Sustainability is high on the agenda for companies today. Yet in many organizations, it remains limited to isolated initiatives or well-intentioned projects. As soon as companies have to put their commitment into practice, the same questions arise: how do you make sustainability measurable? How do you prove circularity or biodiversity impact? And how do you build trust among customers and investors?
According to Alexandre della Faille of NBN, standards play an important role in providing the answer. During the recent 'Journey to Sustainability - The Power of Standards' event, he explained that voluntary European and international standards help companies achieve medium- and long-term sustainability goals and develop internal policies. At the same time, they strengthen the reputation of companies and organizations, because their products, services, and governance are then based on frameworks that are recognized in Europe and beyond.
Standards are not just technical documents. They offer companies a practical way to integrate sustainability into their strategy and daily operations.
A good example of this comes from Schréder. Michèle-Cerise Soors, Head of Circular Economy at the Organisation, explains that circularity is built into their luminaires (lighting installations) right from the design stage. According to her, the engineers consider the entire life cycle of the product and the impact of materials in the production chain from the outset.
But at a certain point, that internal commitment was no longer enough. Customers wanted concrete proof of that circularity. That is why Schréder decided to use standards to demonstrate their approach. According to Michèle-Cerise, standards such as ISO 59004 and ISO 59020 help to create a common terminology and measurable criteria, so that both designers and customers understand exactly what is meant by terms such as retrofit, refurbishment, or recyclability.
Standards therefore make it possible not only to promise circularity, but also to substantiate it. For example, companies can demonstrate how much recycled material is in a product or how much material can be reused at the end of its life.
According to Mira Tayah of Agoria, the transition to a circular business model is much more than a technical adjustment. She emphasizes that circularity requires a complete transformation of the business model. Not only internal processes change, but also the relationship with customers and partners.
Standards play an important role in this transition because they create trust. By establishing quality criteria and methodologies, they help companies to guarantee the reliability of circular products and processes. At the same time, they provide inspiration for product design and help organizations to define circularity and sustainability objectives and integrate them into their policies.
In other words, standards ensure that circularity does not remain an experiment, but becomes a structural part of business operations.
In addition to circularity, biodiversity is also becoming increasingly important in business strategies. Caroline Lhuillery, manager of the ISO committee working on biodiversity, points out that more than half of global GDP depends on ecosystems and natural resources.
That is why the ISO 17298 standard was recently developed. This standard provides a framework that enables organizations to integrate biodiversity into their strategy and operational processes.

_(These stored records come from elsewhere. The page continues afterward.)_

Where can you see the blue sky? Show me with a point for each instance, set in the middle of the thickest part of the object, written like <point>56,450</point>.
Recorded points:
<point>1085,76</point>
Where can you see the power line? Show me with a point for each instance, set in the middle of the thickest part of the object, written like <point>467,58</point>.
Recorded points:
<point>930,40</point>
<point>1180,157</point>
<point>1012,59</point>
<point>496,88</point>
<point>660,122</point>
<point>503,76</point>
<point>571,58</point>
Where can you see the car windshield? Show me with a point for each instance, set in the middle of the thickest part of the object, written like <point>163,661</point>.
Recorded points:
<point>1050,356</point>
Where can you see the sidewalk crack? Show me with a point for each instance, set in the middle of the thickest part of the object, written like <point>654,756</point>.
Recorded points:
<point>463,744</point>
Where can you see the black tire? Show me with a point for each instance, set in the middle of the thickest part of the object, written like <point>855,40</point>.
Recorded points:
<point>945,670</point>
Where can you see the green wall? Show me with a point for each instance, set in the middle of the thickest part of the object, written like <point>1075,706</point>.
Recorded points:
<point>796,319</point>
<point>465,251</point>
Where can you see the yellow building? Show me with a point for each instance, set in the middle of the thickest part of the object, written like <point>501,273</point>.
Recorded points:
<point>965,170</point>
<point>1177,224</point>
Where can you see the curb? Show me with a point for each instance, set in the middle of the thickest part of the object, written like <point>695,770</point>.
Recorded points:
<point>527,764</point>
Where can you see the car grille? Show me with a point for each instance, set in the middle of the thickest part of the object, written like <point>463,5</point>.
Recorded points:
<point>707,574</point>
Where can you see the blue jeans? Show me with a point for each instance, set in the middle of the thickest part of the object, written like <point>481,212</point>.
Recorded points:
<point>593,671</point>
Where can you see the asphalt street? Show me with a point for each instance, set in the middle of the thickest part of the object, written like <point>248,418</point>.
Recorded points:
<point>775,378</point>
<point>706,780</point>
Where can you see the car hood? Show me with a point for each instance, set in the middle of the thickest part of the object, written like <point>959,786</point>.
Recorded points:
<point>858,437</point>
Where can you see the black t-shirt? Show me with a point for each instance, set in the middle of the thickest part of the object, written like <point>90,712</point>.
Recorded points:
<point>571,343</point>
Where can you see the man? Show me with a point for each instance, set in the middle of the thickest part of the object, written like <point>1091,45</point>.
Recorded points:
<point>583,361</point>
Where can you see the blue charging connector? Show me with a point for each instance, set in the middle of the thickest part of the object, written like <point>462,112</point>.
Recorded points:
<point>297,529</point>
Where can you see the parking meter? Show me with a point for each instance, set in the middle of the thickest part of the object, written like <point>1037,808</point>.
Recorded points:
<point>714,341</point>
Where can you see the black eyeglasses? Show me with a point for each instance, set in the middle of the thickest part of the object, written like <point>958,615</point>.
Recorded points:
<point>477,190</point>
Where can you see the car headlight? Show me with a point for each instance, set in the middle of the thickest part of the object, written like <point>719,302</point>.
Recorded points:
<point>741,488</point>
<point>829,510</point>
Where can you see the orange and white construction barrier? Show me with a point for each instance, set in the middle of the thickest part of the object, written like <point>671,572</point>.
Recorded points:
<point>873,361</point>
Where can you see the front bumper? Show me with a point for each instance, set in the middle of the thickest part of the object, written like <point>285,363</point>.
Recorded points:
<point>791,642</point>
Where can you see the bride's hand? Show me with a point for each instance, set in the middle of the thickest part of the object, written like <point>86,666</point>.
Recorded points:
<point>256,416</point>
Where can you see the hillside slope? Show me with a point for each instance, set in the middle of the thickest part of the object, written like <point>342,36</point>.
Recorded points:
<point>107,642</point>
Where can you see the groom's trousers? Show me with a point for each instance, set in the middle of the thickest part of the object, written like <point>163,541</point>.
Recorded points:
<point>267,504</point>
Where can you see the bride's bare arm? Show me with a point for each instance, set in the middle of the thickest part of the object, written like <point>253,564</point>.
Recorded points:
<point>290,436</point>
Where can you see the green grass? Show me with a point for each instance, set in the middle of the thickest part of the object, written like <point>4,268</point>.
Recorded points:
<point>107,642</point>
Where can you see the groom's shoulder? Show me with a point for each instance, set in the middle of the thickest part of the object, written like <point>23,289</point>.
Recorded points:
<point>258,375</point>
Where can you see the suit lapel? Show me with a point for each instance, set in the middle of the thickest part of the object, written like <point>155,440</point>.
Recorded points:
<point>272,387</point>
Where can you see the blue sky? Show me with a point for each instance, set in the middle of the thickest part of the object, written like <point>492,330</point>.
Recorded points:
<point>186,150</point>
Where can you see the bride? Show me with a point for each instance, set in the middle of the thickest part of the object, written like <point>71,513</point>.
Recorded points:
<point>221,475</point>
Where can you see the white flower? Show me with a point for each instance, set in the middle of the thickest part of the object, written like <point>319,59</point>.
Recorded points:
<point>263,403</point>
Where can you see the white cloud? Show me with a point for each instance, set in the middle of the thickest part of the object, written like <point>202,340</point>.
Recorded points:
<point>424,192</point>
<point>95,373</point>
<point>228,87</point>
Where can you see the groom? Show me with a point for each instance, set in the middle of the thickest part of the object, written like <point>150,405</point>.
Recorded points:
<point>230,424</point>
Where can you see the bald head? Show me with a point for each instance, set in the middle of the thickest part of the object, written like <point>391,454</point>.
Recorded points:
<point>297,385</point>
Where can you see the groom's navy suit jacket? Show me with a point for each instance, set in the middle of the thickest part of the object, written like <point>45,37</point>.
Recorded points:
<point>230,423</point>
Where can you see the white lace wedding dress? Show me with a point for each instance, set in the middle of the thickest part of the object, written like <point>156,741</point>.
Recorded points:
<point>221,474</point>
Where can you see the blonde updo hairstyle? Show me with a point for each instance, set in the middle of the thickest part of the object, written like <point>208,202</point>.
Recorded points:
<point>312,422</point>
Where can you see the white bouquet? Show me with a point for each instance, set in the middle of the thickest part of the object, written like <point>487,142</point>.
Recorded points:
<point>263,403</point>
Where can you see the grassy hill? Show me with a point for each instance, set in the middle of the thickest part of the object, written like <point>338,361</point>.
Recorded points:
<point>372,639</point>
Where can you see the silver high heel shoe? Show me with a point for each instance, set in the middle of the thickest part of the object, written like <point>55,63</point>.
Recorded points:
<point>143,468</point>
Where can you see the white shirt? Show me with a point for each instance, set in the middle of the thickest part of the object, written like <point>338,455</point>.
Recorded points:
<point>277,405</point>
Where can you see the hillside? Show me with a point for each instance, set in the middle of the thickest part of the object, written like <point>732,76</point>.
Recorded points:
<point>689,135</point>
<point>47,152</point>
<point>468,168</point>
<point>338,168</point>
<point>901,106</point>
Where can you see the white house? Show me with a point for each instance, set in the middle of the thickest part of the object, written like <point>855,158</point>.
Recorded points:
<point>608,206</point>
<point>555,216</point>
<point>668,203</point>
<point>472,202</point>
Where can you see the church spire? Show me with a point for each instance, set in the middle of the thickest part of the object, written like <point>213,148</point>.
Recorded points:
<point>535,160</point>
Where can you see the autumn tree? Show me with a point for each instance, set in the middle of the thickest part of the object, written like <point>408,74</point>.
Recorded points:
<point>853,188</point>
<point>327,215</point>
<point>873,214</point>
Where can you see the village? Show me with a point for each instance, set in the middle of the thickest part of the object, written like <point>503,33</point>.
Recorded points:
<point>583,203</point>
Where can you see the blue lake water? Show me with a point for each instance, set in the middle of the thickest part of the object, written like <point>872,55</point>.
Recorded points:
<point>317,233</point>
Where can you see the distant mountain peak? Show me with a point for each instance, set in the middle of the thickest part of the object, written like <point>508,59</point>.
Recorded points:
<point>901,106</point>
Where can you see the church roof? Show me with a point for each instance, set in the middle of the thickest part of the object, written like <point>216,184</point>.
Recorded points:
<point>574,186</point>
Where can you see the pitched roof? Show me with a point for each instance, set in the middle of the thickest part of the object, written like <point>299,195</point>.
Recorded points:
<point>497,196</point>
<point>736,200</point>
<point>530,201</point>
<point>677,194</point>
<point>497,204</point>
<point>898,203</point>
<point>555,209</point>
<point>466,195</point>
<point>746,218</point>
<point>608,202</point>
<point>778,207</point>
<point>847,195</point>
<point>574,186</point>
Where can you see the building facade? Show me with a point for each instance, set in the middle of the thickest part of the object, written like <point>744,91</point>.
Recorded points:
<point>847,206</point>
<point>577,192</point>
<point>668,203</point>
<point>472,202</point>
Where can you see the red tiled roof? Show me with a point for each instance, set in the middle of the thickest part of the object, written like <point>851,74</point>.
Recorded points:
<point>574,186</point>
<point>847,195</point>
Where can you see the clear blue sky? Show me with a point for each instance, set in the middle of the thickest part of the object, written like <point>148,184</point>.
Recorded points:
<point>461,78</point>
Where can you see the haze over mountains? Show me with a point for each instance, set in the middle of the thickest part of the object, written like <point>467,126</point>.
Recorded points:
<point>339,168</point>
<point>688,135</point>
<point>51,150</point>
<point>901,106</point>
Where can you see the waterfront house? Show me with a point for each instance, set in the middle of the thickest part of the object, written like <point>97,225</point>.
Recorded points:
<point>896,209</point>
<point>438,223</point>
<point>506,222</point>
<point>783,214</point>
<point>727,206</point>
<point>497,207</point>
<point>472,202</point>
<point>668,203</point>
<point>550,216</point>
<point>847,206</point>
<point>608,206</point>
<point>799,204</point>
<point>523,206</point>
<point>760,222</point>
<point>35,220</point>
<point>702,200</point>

According to Lhuillery, this is done through a step-by-step approach: companies first analyze their dependencies on nature and ecosystems, then determine their priorities and integrate them into an action plan that is part of their management system.
This approach makes biodiversity part of the entire decision-making chain, ensuring that it is not just a one-off sustainability measure but a long-term strategy.
Companies that work with environmental management systems also see the added value of standards. Stefaan Vanhalle of STAXS Belgium explains that ISO 14001 provides his organisation with organisation framework for making environmental objectives concrete and measurable. According to him, the standard helps organizations to systematically map their environmental impact, formulate objectives, and continuously improve through the well-known Plan-Do-Check-Act cycle.
In addition, according to Vanhalle, standards create a common language. When companies work with a standard, customers and partners immediately know which methodology is being used and what requirements apply. Certification by an independent auditor also strengthens the confidence of customers and stakeholders.
What all these examples have in common is that standards make sustainability concrete. They help companies structure their strategy, measure their impact, and communicate their actions credibly to customers, investors, and partners.
Standards also provide a framework for looking ahead. European initiatives such as the future Circular Economy Act will impose new criteria for products and services on the European market. Many of the standards being developed today will help companies prepare for these regulations.
In an economy where sustainability is becoming increasingly important, standards are therefore an important lever. They translate ambitions into concrete actions and make it possible to embed sustainable impact structurally in business operations.